What it actually costs to own a brand name

Here is the part most readers underestimate: protecting a name in India is remarkably cheap relative to the value it creates. Under the Trade Marks Rules, the government filing fee is ₹4,500 per class for individuals, DPIIT-recognised startups and MSMEs filing online, and ₹9,000 per class for companies and LLPs.

The key word is per class. A trademark covers specific categories of goods or services, so a brand that sells, say, electronics and clothing must file in multiple classes, and the cost multiplies. Physical filing also costs about ₹500 more per class than e-filing.

A few practical pointers for founders weighing a rebrand:

  • Run a clearance search first. The GoBoult saga shows how an avoidable name clash can force a costly change later.
  • File in every class you might enter, not just today's product line.
  • Budget for professional fees on top of the government charge — lawyers and agents typically add to the bill.
  • Secure the matching domain and social handles before announcing, especially for a stylised name like BRND.ME.

The registry fee is the floor, not the ceiling — the real expense is the marketing needed to make a new name stick.

What the naming wave tells us about Indian startups

Read together, these rebrands are a sign of an ecosystem growing up. Early-stage startups chase memorable, quirky names to stand out; maturing, IPO-bound companies choose names that signal scale, defensibility and a coherent group story.

The 2026 cohort splits neatly into the same three buckets we started with — expansion (Prism's spectrum, BRND.ME's house of brands), protection (GoBoult's clean break) and repositioning (Olyv's trust signal). With over two dozen startups having filed draft IPO papers and many more in the pipeline, expect more names to change before the bell rings.

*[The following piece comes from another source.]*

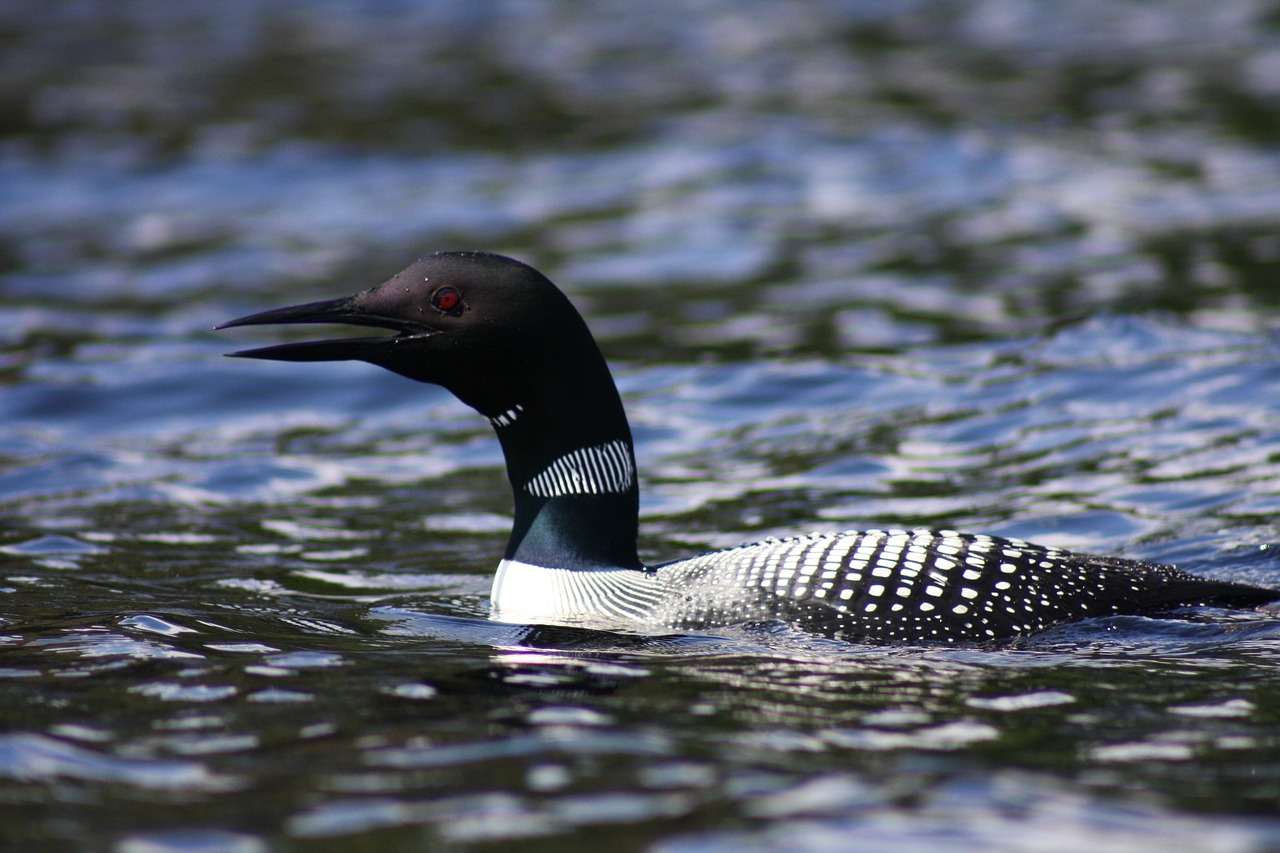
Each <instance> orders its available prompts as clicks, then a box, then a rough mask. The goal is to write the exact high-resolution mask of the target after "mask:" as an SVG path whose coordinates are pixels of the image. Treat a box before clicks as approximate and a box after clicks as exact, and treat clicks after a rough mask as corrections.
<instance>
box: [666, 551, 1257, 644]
mask: <svg viewBox="0 0 1280 853" xmlns="http://www.w3.org/2000/svg"><path fill="white" fill-rule="evenodd" d="M658 571H659V574H662V573H664V571H666V573H667V574H668V575H669V576H671V578H672V580H677V581H678V583H677V585H678V587H680V588H681V589H682V590H684V596H681V597H680V601H678V602H672V603H671V606H669V607H668V608H667V610H668V612H667V617H668V620H669V621H672V622H673V624H675V625H678V626H684V628H692V626H696V625H713V624H726V622H732V621H744V620H751V619H783V620H786V621H791V622H794V624H796V625H797V626H800V628H804V629H806V630H812V631H814V633H818V634H826V635H829V637H840V638H842V639H847V640H854V642H873V643H940V642H941V643H957V642H982V640H996V639H1007V638H1012V637H1020V635H1025V634H1032V633H1036V631H1039V630H1044V629H1046V628H1051V626H1053V625H1060V624H1065V622H1071V621H1079V620H1082V619H1089V617H1094V616H1110V615H1116V613H1142V612H1158V611H1169V610H1172V608H1176V607H1180V606H1188V605H1226V606H1258V605H1263V603H1267V602H1270V601H1274V599H1276V598H1277V597H1280V594H1277V593H1274V592H1270V590H1261V589H1257V588H1253V587H1247V585H1243V584H1233V583H1228V581H1220V580H1212V579H1206V578H1198V576H1196V575H1189V574H1187V573H1184V571H1179V570H1176V569H1174V567H1171V566H1165V565H1157V564H1147V562H1139V561H1132V560H1119V558H1102V557H1092V556H1087V555H1078V553H1073V552H1069V551H1061V549H1055V548H1044V547H1042V546H1034V544H1029V543H1025V542H1020V540H1016V539H1002V538H996V537H988V535H974V534H963V533H955V532H950V530H941V532H934V530H867V532H860V533H854V532H847V533H836V534H815V535H809V537H796V538H790V539H773V540H765V542H762V543H756V544H751V546H742V547H740V548H732V549H728V551H721V552H716V553H709V555H704V556H701V557H694V558H692V560H686V561H681V562H677V564H672V565H669V566H667V567H663V569H659V570H658ZM742 589H753V590H755V594H753V596H746V597H744V596H742V594H741V590H742ZM735 590H737V592H736V594H735Z"/></svg>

The lesson for readers and founders alike is simple: when a familiar startup suddenly answers to a new name, look past the new logo. The word itself is usually telling you exactly where the company plans to go next — and, increasingly, that destination is the stock market.

Frequently Asked Questions

Why did OYO rename its parent company to Prism?

A prism splits white light into a full spectrum of colours, mirroring how the parent now houses many travel and hospitality brands under one roof. The rebrand reframes the firm as a multi-brand group rather than a single budget-hotel app ahead of its planned IPO.

Why did Boult change its name to GoBoult?

The audio-wearables brand adopted GoBoult in 2025 to create a clearer, distinct identity following a trademark dispute with rival boAt. Keeping 'Boult' preserved recognition while the 'Go' prefix made the name more defensible and ownable.

How much does it cost to trademark a brand name in India?

The government filing fee is ₹4,500 per class for individuals, DPIIT-recognised startups and MSMEs filing online, and ₹9,000 per class for companies and LLPs. The fee is charged per class of goods or services, so multiple classes multiply the cost, plus any professional fees.